Benson with her daughter at an EHS excurricular event.

Benson and her daughter Laura at an EHS extracurricular activity.

In the pre-digital era, Benson taught us the hands-on skills of laying out a page with a pica pole, counting a headline to fit, and using a proportional wheel to size photos. We learned the inverted pyramid style of newswriting, how to construct a strong “lead,” and the importance of proofreading (complete with hilarious and usually off-color examples of typos from her newspaper days.)

She was just plain cool – insisting we call her “Benson,” instead of “Mrs.” Benson; letting us sit on the tables as she taught us the art of collaboration; giving us freedom to come and go as needed to pursue a story or shoot the right photo; constantly challenging us to dig deeper; and most of all, treating us like people who could be trusted. Yet, there was never any doubt who was in charge!

Junior and senior years, I had her for both journalism and yearbook. She had instituted the awesome tradition of an early morning “kidnapping” of the new Torch staff members each year, followed by breakfast and her announcement of the new staff positions. A bit shy and somewhat insecure, I had applied to be a section editor as a senior.
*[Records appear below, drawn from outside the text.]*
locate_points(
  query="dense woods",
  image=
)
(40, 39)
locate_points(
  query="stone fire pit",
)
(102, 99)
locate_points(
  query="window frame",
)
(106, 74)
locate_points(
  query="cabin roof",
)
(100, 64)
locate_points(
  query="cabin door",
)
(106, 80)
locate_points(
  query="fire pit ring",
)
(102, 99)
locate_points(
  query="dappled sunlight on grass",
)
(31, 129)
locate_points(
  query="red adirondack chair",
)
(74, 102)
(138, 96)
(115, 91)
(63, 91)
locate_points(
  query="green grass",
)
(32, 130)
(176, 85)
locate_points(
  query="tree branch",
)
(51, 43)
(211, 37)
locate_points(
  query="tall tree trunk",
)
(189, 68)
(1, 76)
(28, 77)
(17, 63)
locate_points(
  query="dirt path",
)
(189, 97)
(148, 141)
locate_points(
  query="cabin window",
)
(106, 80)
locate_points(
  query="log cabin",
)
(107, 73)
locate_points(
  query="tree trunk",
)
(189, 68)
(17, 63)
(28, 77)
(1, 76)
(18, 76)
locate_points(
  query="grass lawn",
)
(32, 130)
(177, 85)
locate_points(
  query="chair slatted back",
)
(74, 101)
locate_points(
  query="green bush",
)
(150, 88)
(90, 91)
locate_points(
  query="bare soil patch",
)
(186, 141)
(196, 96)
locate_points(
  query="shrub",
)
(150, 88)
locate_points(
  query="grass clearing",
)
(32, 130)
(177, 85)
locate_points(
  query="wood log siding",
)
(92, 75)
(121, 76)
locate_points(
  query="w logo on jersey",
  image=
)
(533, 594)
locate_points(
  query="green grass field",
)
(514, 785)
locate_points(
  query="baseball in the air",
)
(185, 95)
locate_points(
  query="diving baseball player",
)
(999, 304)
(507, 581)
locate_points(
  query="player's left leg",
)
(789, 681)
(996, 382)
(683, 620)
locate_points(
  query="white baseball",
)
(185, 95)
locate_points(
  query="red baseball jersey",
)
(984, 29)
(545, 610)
When she named me the new editor-in-chief, I was completely intimidated. I hadn’t asked for that role and I wasn’t sure I could do it. But in her inimitable way, Benson was telling me that I could and that I would.

I went on to major in journalism and am still working in the field of communications. It’s taken me years to fully appreciate the many life lessons Benson taught me and I had always intended to write her a letter of thanks someday. Then I read of her passing on Dec. 30, 2013. She had served Edison students for nearly 40 years, ending her career as a school counselor. Benson, thank you for caring about young people and for contributing so significantly to my life. And please forgive me for missing my deadline.

With Benson's blessing, the Torch staff had our yearbook photo taken at the Tulsa County jail.

With Benson’s blessing, the Torch staff had our yearbook photo taken at the Tulsa County jail.